For me, it always goes like this:
* Am I iterating over a list multiple times?
* Am I iterating over a list and comparing it to some elements in another list?
Turn one of them into a map and continue. It's pretty simple.
I usually find DFS/BFS applicable when I'm dealing with data that forms relations like "children" or "neighbors" or "connected". Sometimes that's explicit because the data is already in a tree or graph structure, sometimes it's not. And often rather than looking for a particular element, I want to iterate over all the data connected by the relationship to do something with after as a list/set/map of the data or some of its properties.

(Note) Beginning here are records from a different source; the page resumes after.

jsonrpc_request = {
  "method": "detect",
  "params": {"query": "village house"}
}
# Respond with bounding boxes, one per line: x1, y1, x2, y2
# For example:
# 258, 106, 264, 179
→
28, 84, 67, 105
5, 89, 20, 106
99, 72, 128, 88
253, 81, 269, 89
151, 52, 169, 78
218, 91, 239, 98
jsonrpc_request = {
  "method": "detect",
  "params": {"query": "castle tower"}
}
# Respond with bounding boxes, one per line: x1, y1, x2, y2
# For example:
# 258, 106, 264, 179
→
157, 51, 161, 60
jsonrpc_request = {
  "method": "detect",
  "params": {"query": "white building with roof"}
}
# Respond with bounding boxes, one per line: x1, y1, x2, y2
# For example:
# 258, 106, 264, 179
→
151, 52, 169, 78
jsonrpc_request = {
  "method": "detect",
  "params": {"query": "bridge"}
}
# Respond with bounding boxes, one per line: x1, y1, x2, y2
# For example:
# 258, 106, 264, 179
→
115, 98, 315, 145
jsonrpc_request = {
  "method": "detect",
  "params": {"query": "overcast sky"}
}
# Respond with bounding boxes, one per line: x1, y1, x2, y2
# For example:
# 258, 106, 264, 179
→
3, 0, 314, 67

A concrete example from a side project (it's more fun than Real Work examples, and people have given other examples in the thread anyway), I was writing a client for the board game Go. If you're not familiar, the data is just a 2D grid (easy to interpret as a graph), black/white stones get placed on coordinates like (3,4) marking intersecting lines. A single stone forms a connected group with another stone if both are the same color and separated horizontally or vertically by one. Groups have a count of "liberties" representing the number of unoccupied points the group can expand to if a stone of its color is played there -- a single stone by itself in the middle of the board will thus have 4 liberties, if you connect a stone then that group now has 6. If you cause an opponent group's liberties to go to 0 by surrounding it, the whole group dies, and its stones are removed from the board with those points becoming unoccupied again. Suicides (causing your own group to hit 0) are ok only if they capture the opponent first, otherwise are invalid moves.
Handling the game rules is easy with DFS/BFS. All you need to start with is a function like get_neighbors(position) which on a grid is trivial, being the 2-4 surrounding points depending on whether position is an edge/corner. Then you can use DFS/BFS (doesn't matter) and several lines of code later you've got a function like get_group_member_positions(start_position) that gives you every member stone's position no matter which one you query first. Now you can make a function count_liberties(group_positions) -- which can be solved as another depth-first traversal problem over the neighbors of each member of the group that are empty and haven't been counted already.
Even less code this time though; have you ever had to write 4 lines of code like "for el in list, for child in el.children(), if child blah, do something"? That's a DFS, just not a general one since you know how many layers there are (or that you care about), and it assumes children aren't shared between els.
From all that you can then have a function like get_stones_captured_by_move(move) that tells you what (if any) stones need to be removed if move were to go through: for each neighbor of the move, if any are the opponent's color, count the liberties for that neighbor's group and if it's 1 then those will die when the move is played (takes the last liberty). If it's all one big enemy group around the move you'll have to account for duplicate positions to remove, but those are minor optimization details. Similarly the fact that everything is recalculated all the time, that could be optimized with more storage.
BFS/DFS are just basic building blocks here.